Migrant Workers Secretary Hans Cacdac pointed to procurement delays and centralized systems as the major causes of the utilization drop.

“Here in the OFW Hospital, you are right, you hit the capital outlay expenditures, more particularly in the construction of additional facilities, equipment, and medicines. We have been resolving the matter over the last few months and seek to address the problem of utilization,” Cacdac said.

He also cited some partnerships to address the problem of utilization, such as DMW’s partnership with PhilPharma, which can provide it with a steady stream of medicines instead of the traditional back procurement from the DMW side, which they are also trying to address.

“The procurement is still centered on the DMW. We want to download this already at the regional OFW Hospital level. We are currently engaged in terms of a steadier stream of procurement. If I were to hit the problem, it’s essentially procurement,” Cacdac said.

DMW Undersecretary Dominique Rubia-Tutay said the department was decentralizing its financial management and bids and awards committee functions.

“In the past, all of our activities in the central office were centralized. There are no personnel in the OFW Hospital handling the financial side of the hospital,” she said. “We have put in place systems and developed their capacity for managing finance.”

Tutay explained that most of the unutilized funds were allotted for capital outlay, primarily for hospital equipment. She also addressed the delay in the construction of the P80-million Cancer Care Center, which was funded in 2024, saying that the DMW has already coordinated with the contractor who will begin putting up the facility within the month.

According to Tutay, the delay was due to budget placement and bidding issues, as the funds were coursed through the Department of Health (DoH) and implemented by the Department of Public Works and Highways (DPWH).

“I think the budget was lodged with the DPWH,” Tutay said. “There have been delays in the past. First, there was a failed bidding, and the second time around, only a single bidder won.”

Cacdac said the contractor who will build the Cancer Care Facility was the contractor who established the OFW Hospital.

Despite the low utilization rate, Cacdac defended the hospital’s role as the country’s first facility dedicated to overseas Filipino workers, noting that it serves nearly 100,000 OFWs from Luzon each year.

The chairman of the Senate Committee on Migrant Workers, Senator Raffy Tulfo, has also been helping the DMW in intensifying its information campaigns to boost patient turnout, the DMW chief said.

“We will still fulfill our promise to the President that the Cancer Care Center will be established within his term,” Cacdac said.

The OFW Hospital was inaugurated in 2022 and is operated by the DMW with support from the DoH and the University of the Philippines--Philippine General Hospital, offering free medical services to OFWs and their dependents.

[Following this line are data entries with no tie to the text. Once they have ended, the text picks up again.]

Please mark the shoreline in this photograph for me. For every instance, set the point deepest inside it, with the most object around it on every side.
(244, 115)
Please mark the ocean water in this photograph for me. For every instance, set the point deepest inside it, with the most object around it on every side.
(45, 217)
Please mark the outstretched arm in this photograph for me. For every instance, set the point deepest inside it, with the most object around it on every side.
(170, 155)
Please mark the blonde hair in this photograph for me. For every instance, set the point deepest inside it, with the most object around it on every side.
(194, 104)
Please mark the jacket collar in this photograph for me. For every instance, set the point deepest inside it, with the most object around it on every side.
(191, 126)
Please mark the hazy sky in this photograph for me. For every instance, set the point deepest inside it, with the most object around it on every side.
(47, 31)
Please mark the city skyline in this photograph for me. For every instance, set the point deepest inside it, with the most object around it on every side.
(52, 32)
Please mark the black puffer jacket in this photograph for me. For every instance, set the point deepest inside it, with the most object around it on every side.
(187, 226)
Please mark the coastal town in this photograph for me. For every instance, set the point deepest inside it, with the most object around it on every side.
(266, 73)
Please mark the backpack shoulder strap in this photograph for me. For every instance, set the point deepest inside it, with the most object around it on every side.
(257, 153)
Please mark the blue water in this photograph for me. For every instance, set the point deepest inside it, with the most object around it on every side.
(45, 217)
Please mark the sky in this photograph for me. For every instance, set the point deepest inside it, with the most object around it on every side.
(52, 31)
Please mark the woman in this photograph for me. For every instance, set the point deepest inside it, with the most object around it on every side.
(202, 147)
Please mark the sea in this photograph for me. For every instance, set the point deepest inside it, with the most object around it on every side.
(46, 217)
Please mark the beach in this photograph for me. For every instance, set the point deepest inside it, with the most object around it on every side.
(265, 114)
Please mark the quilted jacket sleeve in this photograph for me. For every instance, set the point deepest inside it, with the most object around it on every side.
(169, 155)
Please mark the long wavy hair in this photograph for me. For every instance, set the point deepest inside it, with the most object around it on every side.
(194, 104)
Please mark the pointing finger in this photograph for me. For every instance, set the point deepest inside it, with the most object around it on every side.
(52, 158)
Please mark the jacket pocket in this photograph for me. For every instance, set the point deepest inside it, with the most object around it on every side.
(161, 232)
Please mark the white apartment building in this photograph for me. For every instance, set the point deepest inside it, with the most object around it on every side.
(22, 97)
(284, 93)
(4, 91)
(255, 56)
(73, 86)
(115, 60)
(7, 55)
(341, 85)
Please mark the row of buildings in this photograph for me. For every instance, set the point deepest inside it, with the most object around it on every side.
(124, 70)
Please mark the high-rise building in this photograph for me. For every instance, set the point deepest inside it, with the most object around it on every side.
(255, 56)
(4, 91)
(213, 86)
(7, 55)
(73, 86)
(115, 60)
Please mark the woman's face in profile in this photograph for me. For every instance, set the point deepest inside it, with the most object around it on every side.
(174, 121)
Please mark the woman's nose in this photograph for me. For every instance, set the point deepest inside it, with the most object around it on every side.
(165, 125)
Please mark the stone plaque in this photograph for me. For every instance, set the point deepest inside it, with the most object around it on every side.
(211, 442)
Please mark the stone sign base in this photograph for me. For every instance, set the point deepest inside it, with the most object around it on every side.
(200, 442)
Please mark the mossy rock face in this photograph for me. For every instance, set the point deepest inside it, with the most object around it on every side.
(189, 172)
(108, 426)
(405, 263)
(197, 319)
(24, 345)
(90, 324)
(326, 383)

The hospital is classified as a Level 1 health facility. According to the DMW chief, it does not yet have an intensive care unit (ICU), although provisions for one are in place, as well as for a magnetic resonance imaging (MRI) unit.

“We are on the way to achieving Level 2 status, hopefully by next year, to operate the ICU,” Cacdac said.

As of 2025, the hospital reported P73.4 million in income, up from P52.8 million in 2024, which can be retained for hospital operations under the 2025 national budget.